Читаем Гоголь. Соловьев. Достоевский полностью

Тема отчужденности расширяется: князь чужой не только для людей, но и для природы, для всего мира. Социальное определение заполняется новым психологическим содержанием; князь не только русский дворянин, оторвавшийся от почвы, но и мечтатель, живущий в фантастическом мире и утративший связь с «живой жизнью». Резонер Евгений Павлович в конце романа упрекает князя во

лжи: он выдумал
свою любовь к Настасье Филипповне, он вообразил, что должен на ней жениться. «Фундамент всего происшедшего, — объясняет он, — составился из огромной наплывной массы головных убеждений, которые вы принимаете до сих пор за убеждения истинные, природные и непосредст–венные». Князь начитался в Швейцарии книг о России, стремился на родину и, приехав, набросился на «деятельность» — спасать обиженную красавицу. Евгений Павлович хочет сказать, что князь увлекся «женским вопросом», вообразил себя героем Жорж Занд или Дюма и занялся модной со времени «Дамы с камелиями»
реабилитацией падшей женщины. Вся эта история произошла от нервной впечатлительности и головного восторга. Так практический разум судит и осуждает «несчастного идиота». Это — фантазер, мечтатель, терпящий полное поражение при столкновении с действительностью. Князь Мышкин принадлежит к тому племени мечтателей, которое наполняет произведения Достоевского докаторжного периода и из которого после каторги выделяются «человек из подполья» и Раскольников. Мы узнаем знакомые черты — отвлеченность, фантастичность, чудачество, уединенность… Но к старому в «Идиоте» присоединяется новое. Князь не только анализирует свой недуг, но и жаждет исцеления. Он возвращается в Россию для того, чтобы обрести почву, воссоединиться с народом, вернуться к истокам живой жизни. И в этом его отличие от всех предшествующих ему «мечтателей». Он шесть месяцев скитается по России и возвращается в Петербург «под самым сильным впечатлением всего того, что так и хлынуло на него на Руси». Он беседовал с интеллигентом–атеистом о религии, слышал о крестьянине, который зарезал своего приятеля со словами: «Господи, прости ради Христа», видел пьяного солдата, продавшего ему за двугривенный свой нательный крест, встретил молодую бабу, которая набожно перекрестилась, когда ее грудной ребенок улыбнулся ей в первый раз, — и вдруг понял, что «сущность религиозного чувства ни под какие рассуждения, ни под какие атеизмы не подходит».

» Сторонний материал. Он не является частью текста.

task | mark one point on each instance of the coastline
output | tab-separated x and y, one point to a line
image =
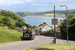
46	17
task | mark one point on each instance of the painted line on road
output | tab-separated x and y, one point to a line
14	43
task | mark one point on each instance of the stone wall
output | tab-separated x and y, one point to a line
58	34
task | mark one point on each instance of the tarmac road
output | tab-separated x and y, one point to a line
20	45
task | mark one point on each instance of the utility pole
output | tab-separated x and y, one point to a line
54	28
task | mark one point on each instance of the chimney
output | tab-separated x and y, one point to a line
39	25
44	23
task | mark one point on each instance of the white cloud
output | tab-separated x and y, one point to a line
11	2
29	0
39	4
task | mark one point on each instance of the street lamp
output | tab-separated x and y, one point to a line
66	18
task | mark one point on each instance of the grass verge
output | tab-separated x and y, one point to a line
9	35
57	46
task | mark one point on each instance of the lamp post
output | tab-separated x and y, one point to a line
66	18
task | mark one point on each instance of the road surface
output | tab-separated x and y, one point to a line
26	44
39	40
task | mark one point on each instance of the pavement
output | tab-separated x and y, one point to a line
39	40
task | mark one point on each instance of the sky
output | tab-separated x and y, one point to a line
35	5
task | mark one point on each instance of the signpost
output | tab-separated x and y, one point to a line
54	21
67	24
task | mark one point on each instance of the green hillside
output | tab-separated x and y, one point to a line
25	13
9	35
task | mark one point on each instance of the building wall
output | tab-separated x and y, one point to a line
46	28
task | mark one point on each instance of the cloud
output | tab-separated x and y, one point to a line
11	2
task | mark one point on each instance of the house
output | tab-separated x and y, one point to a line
43	27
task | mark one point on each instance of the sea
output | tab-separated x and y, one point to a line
38	20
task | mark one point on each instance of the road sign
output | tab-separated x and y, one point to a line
54	21
67	24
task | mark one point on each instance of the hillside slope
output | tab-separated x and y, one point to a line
10	19
7	35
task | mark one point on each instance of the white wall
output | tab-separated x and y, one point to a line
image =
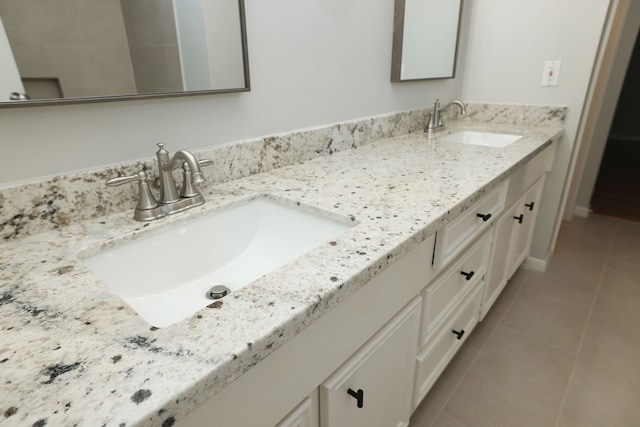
508	43
312	63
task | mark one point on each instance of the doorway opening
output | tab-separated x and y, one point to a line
617	189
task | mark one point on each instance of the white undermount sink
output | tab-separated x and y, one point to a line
486	139
165	276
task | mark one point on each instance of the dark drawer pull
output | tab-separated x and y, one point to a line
358	395
468	275
458	334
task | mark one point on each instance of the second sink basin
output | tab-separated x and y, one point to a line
165	276
487	139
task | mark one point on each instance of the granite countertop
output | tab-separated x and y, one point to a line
73	353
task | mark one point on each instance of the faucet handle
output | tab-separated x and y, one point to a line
188	187
145	198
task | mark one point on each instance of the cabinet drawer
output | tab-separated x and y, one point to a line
453	285
470	224
373	387
434	357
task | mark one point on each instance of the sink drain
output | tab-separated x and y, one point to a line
218	292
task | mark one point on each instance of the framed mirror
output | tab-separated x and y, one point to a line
71	51
425	39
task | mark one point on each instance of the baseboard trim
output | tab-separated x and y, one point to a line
534	264
581	211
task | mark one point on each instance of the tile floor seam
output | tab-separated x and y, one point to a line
539	341
584	329
475	357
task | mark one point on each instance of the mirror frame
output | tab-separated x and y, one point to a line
133	97
398	36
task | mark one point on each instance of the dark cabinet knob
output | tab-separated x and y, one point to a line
358	395
458	334
468	275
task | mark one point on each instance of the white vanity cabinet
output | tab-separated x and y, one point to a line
374	387
306	414
514	229
372	359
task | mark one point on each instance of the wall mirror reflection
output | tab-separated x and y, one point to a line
57	51
425	39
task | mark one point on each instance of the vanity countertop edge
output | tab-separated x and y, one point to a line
72	351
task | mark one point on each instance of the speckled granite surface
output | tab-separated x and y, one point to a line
72	353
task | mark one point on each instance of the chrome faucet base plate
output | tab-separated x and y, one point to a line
163	210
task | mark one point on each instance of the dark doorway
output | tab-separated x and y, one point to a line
617	189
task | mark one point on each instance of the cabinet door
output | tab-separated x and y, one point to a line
501	256
529	211
373	388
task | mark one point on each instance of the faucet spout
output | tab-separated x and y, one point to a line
435	115
463	109
184	156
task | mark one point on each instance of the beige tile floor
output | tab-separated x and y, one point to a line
559	349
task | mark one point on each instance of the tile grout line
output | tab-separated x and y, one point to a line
475	357
586	325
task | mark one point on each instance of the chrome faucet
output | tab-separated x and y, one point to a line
170	202
435	115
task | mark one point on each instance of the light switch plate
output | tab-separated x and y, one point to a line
551	72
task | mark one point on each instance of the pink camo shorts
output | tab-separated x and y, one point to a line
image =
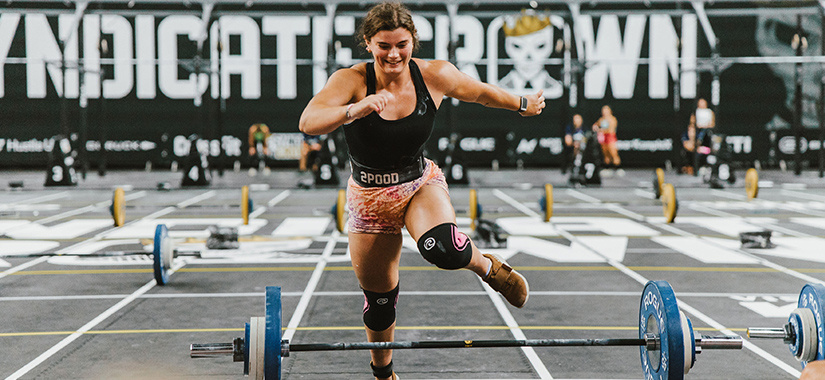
381	210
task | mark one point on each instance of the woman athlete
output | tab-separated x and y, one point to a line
387	108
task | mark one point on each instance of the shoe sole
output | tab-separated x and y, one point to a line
526	284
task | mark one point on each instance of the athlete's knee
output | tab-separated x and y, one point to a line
446	247
379	309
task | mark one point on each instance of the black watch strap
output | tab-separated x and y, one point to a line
523	106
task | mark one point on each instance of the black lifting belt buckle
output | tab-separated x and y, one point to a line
369	177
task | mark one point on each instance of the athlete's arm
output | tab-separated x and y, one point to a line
450	81
327	110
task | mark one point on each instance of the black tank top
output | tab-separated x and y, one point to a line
392	144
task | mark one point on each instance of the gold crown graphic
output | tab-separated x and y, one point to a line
525	24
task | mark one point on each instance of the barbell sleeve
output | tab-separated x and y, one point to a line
724	342
766	333
207	350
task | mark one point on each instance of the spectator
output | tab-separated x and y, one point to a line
573	136
606	128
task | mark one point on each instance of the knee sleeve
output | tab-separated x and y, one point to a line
379	309
445	247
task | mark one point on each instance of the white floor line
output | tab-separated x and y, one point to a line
25	265
196	199
644	194
812	197
278	198
802	211
258	211
303	303
708	210
77	334
642	280
725	194
625	212
762	261
82	210
42	198
533	293
582	196
534	359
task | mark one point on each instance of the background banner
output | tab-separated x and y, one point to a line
141	97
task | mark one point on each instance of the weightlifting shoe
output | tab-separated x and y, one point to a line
505	280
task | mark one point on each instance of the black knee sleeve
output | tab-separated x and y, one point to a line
379	309
445	247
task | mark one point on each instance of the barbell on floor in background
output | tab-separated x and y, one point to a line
752	183
118	207
667	342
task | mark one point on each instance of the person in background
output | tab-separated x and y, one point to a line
688	151
606	129
573	136
705	118
309	150
258	149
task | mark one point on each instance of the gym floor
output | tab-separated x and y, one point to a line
96	317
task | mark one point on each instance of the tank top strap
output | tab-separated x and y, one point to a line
370	79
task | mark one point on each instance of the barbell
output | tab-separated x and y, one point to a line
804	332
118	207
667	342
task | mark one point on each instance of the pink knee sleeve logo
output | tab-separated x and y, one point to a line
460	241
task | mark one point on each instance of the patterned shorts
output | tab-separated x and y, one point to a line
381	210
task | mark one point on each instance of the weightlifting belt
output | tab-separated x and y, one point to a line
369	177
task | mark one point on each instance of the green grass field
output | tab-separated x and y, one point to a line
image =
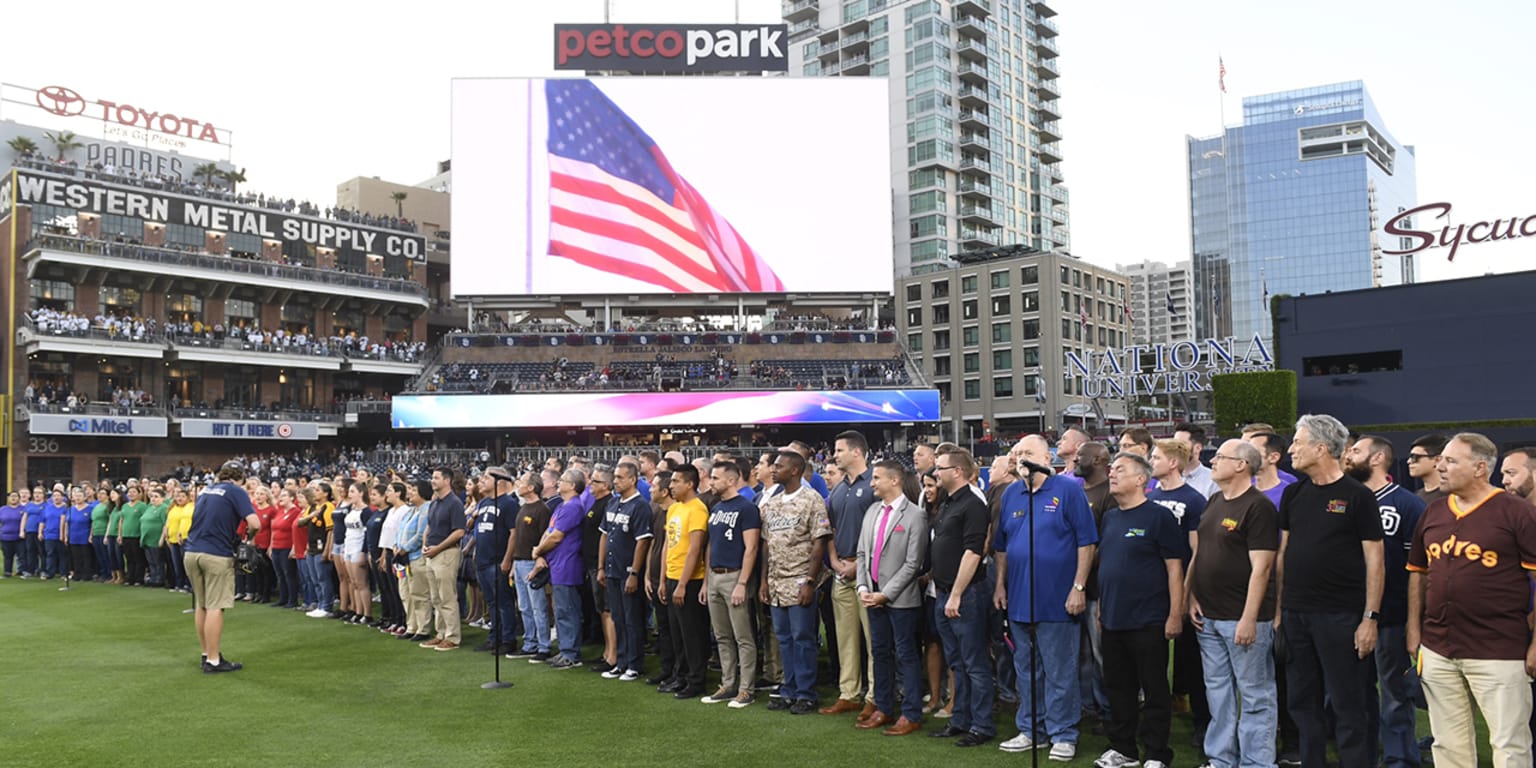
109	676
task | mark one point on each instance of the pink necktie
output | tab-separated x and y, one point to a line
879	542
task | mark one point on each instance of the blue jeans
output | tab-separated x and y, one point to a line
893	644
103	564
535	607
628	624
52	556
499	599
1400	745
567	619
1057	696
966	650
1235	673
797	644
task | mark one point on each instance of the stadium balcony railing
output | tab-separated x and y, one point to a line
226	264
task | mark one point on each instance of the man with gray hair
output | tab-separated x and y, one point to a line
1232	605
1469	585
1332	573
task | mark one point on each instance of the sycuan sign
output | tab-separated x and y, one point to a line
1453	237
672	48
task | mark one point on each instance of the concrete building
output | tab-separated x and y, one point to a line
1160	301
994	334
974	115
1292	201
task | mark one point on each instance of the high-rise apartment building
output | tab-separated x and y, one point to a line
1292	201
974	115
1160	301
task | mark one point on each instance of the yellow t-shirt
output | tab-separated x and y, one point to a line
684	518
178	523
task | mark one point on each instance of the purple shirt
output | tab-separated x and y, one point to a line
566	569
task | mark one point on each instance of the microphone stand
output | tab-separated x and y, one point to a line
495	610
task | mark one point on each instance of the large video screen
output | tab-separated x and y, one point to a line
670	186
662	409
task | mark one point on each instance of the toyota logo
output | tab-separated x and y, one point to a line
60	100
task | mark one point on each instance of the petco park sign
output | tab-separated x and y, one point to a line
66	102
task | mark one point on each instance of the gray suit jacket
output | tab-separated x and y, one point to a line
902	555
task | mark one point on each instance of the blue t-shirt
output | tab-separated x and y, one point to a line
728	519
1186	504
845	510
9	523
1132	569
627	523
1062	523
1400	515
79	521
215	519
566	559
52	516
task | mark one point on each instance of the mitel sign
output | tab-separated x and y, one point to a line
1163	369
94	426
1453	237
672	48
66	102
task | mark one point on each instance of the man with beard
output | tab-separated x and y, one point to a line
1367	461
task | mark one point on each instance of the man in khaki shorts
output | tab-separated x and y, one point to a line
209	558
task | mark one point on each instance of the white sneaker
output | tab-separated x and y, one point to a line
1019	744
1063	751
1115	759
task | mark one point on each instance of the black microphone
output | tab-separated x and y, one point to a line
1032	467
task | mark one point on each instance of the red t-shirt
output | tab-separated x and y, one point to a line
264	535
1476	566
283	527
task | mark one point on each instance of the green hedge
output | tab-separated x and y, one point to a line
1243	398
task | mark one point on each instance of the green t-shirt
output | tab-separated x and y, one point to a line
131	513
152	524
99	518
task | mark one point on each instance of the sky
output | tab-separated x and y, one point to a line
321	92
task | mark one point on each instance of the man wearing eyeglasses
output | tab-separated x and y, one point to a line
1423	466
1469	589
1332	572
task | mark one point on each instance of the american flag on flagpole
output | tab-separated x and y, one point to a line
619	206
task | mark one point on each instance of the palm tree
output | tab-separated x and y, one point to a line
22	146
63	142
232	178
206	172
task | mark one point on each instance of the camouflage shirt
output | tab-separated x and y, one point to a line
791	523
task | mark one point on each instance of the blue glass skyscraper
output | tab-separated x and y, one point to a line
1292	201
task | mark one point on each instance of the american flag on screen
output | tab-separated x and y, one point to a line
618	205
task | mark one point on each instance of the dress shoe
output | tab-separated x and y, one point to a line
839	707
973	739
876	719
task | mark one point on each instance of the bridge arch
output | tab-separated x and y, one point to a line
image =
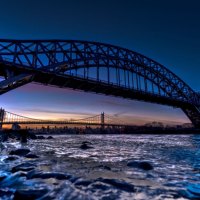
23	61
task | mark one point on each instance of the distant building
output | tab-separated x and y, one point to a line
16	126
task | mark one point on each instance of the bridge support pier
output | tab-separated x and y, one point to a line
102	120
13	81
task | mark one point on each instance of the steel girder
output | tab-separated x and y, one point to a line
63	56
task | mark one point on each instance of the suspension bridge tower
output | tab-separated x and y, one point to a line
2	114
102	120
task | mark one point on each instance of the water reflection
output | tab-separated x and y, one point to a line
175	160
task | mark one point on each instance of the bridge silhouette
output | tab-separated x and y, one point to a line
8	118
97	68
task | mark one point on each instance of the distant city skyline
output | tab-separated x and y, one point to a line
166	31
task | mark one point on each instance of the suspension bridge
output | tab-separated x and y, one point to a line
8	118
97	68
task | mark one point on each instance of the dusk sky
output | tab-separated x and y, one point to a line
167	31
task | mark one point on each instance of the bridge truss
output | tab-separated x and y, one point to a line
8	118
94	67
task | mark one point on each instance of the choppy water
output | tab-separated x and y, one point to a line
175	160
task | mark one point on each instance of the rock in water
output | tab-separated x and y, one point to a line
119	184
50	137
23	167
29	194
84	146
141	165
11	158
20	152
31	156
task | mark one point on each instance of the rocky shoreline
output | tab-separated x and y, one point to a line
23	175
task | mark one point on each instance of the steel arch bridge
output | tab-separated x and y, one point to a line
94	67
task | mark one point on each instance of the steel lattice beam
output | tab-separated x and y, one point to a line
58	62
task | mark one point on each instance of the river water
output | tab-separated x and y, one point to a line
101	172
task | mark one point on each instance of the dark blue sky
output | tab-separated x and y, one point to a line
167	31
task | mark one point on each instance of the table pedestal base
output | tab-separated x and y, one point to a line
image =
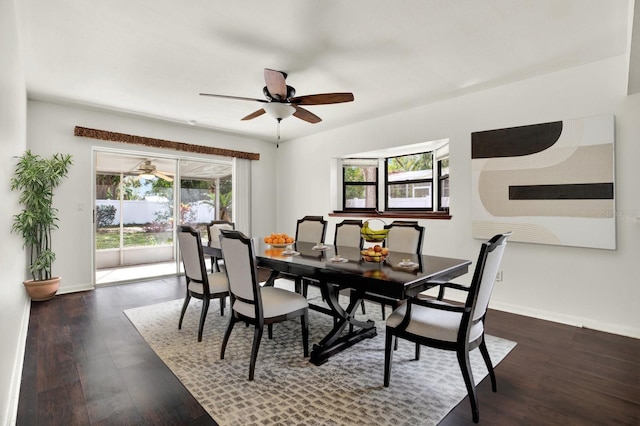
335	342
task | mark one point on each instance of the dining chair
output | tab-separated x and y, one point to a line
347	234
309	229
252	303
200	284
405	237
452	327
213	232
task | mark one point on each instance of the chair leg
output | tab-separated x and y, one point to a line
388	357
467	375
304	322
257	336
184	310
489	364
227	333
203	316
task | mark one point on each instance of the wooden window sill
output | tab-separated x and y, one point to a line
392	214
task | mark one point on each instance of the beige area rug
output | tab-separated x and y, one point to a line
288	389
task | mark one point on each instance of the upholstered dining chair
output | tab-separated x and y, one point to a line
213	232
252	303
200	284
309	229
451	327
405	237
347	234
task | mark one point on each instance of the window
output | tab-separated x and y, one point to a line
442	160
409	182
360	177
413	179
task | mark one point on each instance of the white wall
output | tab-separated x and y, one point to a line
50	129
14	303
594	288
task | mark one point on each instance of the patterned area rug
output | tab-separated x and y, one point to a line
289	390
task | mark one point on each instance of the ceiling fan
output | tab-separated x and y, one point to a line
281	101
147	170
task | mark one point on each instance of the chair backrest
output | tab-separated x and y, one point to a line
311	229
348	234
240	264
484	276
404	236
215	227
192	255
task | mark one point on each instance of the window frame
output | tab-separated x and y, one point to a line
388	184
345	184
439	149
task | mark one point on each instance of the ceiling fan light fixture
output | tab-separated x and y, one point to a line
278	110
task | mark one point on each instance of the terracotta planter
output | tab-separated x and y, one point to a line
42	290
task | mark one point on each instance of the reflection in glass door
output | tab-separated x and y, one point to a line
136	209
134	217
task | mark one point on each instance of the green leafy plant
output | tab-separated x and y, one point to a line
35	178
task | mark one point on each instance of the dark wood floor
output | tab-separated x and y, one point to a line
86	364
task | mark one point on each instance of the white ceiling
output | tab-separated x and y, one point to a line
153	57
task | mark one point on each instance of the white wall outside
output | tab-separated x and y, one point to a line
50	129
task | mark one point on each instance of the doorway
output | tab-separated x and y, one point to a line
138	199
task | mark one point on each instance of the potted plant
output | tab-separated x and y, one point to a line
35	178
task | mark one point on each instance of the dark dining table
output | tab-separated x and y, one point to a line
333	268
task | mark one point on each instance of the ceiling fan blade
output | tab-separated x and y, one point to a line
239	98
322	99
163	176
253	115
305	115
276	84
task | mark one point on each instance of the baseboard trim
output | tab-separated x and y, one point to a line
16	376
567	319
75	288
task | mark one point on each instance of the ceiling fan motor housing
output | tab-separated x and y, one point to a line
291	92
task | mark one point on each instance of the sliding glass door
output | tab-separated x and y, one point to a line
139	198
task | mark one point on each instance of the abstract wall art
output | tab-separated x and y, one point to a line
549	183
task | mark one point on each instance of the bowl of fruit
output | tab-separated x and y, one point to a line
375	254
372	235
279	240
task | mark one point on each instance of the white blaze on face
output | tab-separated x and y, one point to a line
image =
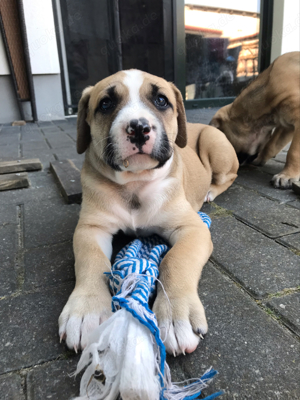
134	110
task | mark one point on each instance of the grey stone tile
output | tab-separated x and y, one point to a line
34	147
56	381
29	328
45	123
72	134
288	308
49	222
11	387
291	241
70	153
258	263
32	136
255	357
10	129
9	152
47	266
50	131
268	216
254	179
295	204
8	242
59	141
8	139
272	167
281	157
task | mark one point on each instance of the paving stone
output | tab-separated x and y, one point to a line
281	157
11	387
268	216
72	134
57	383
258	263
45	123
68	152
8	242
272	167
32	136
59	141
291	241
288	308
45	156
50	265
255	357
34	146
7	139
50	222
11	129
295	204
29	328
9	152
252	178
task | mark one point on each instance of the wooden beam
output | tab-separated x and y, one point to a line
296	187
32	164
68	179
14	181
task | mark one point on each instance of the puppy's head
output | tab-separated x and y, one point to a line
132	120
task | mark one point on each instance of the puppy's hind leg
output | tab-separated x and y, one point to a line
218	155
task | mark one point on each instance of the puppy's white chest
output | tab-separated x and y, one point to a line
143	214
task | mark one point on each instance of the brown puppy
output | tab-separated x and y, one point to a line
144	173
265	117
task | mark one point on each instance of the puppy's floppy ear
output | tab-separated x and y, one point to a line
83	128
181	139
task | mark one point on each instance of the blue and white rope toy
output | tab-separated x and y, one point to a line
126	351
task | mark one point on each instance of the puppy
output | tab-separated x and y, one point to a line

Этим открытием он обязан русскому народу. «Но главное то, — заключает он, — что всего яснее и скорее на русском сердце это заметишь». Князь поверил в русского Христа, нашел почву и жаждет деятельности. «Есть что делать, Парфен!» — восторженно говорит он Рогожину. «Есть что делать на нашем русском свете, верь мне!» Прикосновение к родной земле превращает Мышкина в мистического народника. У него складывается целая религиозная философия, которую он с жаром излагает на вече ре у Епанчиных. Косноязычный «идиот» неожиданно превращается в красноречивого проповедника, фанатично утверждающего, что «католичество вера не христианская», что оно проповедует Антихриста и порождает атеизм и социализм. Заразе, надвигающейся с безбожного Запада, Россия должна противоставить подлинный лик Христов. «О, нам нужен отпор, — восклицает князь, — и скорей, скорей! Надо, чтобы воссиял в отпор Западу наш Христос, которого мы сохранили и которого они и не знали». Славянофильство князя вырастает до идеи русского православного мессианства. «Покажите русскому человеку в будущем обновление всего человечества и воскресение его, может быть, одною только русскою мыслью, русским Богом и Христом, и увидите, какой исполин могучий и правдивый, мудрый и кроткий вырастет перед изумленным миром». В этой вдохновенной проповеди много национальной гордости.